Bad debts must be paid off first than good debts. Credit card payments and auto loan repayments must be taken first before paying off mortgage loan or student loan. Whatever may be debt, good or bad, a careful and wise decision has to be taken before availing a debt. A debt is always a danger irrespective whether it is good or bad. Too much debt will affect the financial health of the borrower.

Good debt is an investment on property or assets that are earning income for you at a rate greater than the cost (interest) on the debt. Many corporations use something called the hurdle rate to determine if an investment is worthwhile.
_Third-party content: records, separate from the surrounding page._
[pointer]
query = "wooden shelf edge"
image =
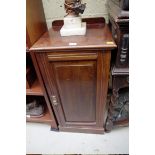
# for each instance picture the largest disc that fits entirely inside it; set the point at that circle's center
(35, 89)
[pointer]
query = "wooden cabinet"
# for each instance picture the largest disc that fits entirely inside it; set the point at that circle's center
(35, 27)
(76, 77)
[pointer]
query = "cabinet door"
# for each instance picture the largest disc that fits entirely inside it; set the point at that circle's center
(77, 85)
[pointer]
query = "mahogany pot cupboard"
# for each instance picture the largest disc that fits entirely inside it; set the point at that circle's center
(75, 72)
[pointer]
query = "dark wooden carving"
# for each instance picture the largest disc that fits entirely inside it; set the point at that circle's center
(118, 113)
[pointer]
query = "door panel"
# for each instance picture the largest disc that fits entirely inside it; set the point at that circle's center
(76, 82)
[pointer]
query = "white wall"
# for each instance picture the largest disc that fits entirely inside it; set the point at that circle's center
(54, 9)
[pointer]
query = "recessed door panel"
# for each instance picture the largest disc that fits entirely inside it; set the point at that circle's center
(76, 83)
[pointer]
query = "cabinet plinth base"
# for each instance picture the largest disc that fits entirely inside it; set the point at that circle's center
(82, 130)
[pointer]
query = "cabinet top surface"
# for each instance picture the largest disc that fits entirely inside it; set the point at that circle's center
(96, 38)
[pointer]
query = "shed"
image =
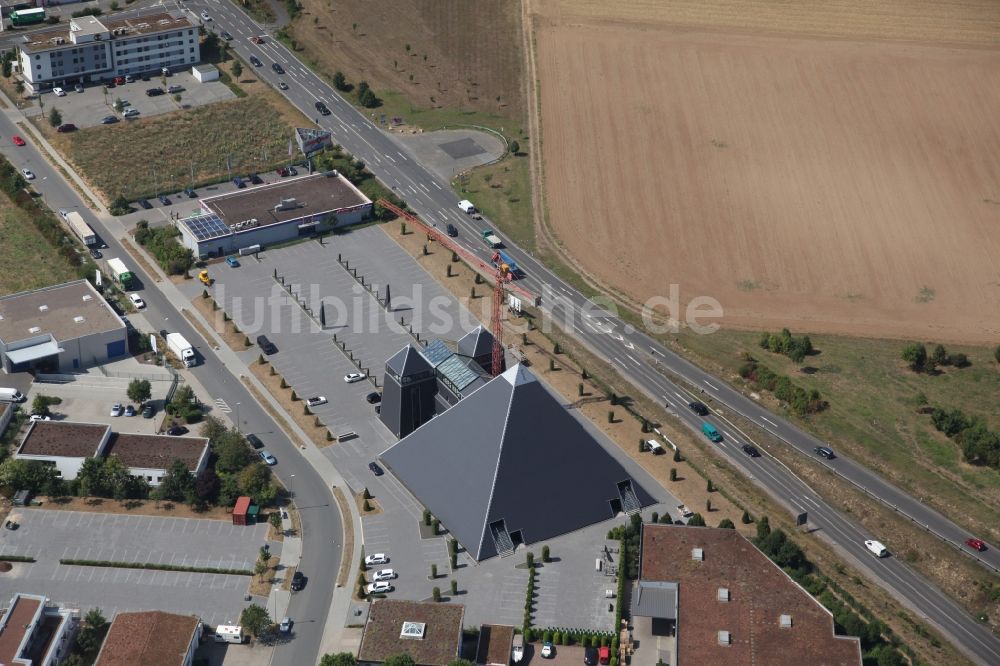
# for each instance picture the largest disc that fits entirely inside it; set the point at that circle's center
(205, 73)
(241, 510)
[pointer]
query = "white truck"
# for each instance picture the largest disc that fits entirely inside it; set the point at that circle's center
(11, 395)
(182, 349)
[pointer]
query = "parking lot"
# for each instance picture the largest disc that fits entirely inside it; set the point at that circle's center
(88, 108)
(48, 535)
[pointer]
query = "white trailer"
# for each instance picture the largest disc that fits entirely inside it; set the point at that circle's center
(182, 349)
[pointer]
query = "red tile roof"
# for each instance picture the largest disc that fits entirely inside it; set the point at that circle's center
(759, 593)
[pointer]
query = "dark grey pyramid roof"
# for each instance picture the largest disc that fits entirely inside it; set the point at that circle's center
(477, 342)
(510, 451)
(407, 361)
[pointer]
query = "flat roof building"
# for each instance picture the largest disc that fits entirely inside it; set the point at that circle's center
(431, 633)
(273, 213)
(59, 328)
(94, 49)
(708, 596)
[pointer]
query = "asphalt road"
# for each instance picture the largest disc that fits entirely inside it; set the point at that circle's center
(322, 529)
(636, 356)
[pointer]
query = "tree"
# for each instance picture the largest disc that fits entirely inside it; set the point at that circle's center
(255, 619)
(139, 390)
(915, 356)
(339, 659)
(178, 484)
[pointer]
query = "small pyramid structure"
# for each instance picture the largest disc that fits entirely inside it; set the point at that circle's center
(510, 464)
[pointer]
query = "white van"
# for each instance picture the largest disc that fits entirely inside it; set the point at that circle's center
(877, 548)
(11, 395)
(229, 633)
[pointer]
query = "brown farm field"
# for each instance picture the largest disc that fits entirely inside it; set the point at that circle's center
(823, 182)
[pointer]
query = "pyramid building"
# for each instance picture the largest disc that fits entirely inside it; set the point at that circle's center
(510, 465)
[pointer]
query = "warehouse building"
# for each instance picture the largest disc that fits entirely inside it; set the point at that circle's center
(92, 49)
(253, 218)
(59, 329)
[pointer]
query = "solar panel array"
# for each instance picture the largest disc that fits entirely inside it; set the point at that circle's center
(207, 227)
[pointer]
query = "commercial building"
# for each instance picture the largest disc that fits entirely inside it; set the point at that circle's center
(59, 329)
(94, 49)
(431, 633)
(509, 464)
(66, 444)
(708, 596)
(152, 638)
(274, 213)
(34, 632)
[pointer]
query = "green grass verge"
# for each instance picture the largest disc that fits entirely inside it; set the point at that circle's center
(154, 567)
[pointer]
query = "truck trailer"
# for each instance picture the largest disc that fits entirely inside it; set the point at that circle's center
(182, 349)
(121, 273)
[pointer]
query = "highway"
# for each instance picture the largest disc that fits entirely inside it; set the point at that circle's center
(322, 529)
(638, 358)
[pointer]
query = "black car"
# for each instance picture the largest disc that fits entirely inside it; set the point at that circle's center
(266, 345)
(698, 408)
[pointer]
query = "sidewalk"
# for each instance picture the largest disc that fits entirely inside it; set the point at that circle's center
(334, 632)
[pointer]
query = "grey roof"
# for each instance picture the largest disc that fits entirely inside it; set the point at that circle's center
(477, 342)
(509, 451)
(407, 362)
(655, 599)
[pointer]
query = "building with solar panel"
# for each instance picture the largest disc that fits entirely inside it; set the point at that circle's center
(252, 218)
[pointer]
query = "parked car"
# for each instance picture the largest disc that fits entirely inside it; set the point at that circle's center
(266, 345)
(698, 408)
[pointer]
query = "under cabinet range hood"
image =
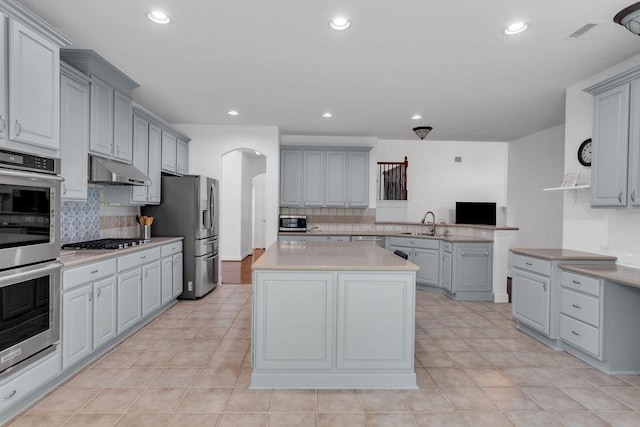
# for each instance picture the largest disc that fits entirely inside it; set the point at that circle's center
(110, 172)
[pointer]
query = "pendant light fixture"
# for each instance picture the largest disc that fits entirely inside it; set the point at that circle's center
(629, 18)
(422, 131)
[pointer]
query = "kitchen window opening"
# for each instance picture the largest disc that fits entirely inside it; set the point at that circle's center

The hurdle rate is simply the cost of capital. If the hurdle rate is 15%, then only investments or purchases bringing in more than 15% would be considered "good debt.". Good debt provides positive returns. Purchasing equipment for business would be a wonderful example of this kind of debt. Most equipment pays for itself with the revenue it produces, so structuring a lease or financing program with manageable monthly payments is a wise usage of good debt. Bad debt does not create an income greater than the interest of the debt. Bad debt also includes debt taken for things can’t afford. They produce no return at all. Bad debt doesn’t help to grow your business. The financial success in business and life will largely be determined by the ability to discern between good and bad debt.

Good debt has the potential to increase in value and bad debt has no potential to increase in value. Investments in stocks or bonds are also form part of good bad. Availing debt will be wise only when it is used for good investment purposes such as house mortgage, purchase of stocks, equipments, student loans etc. Availing debt will be bad when it is used for credit card payments, auto loans etc.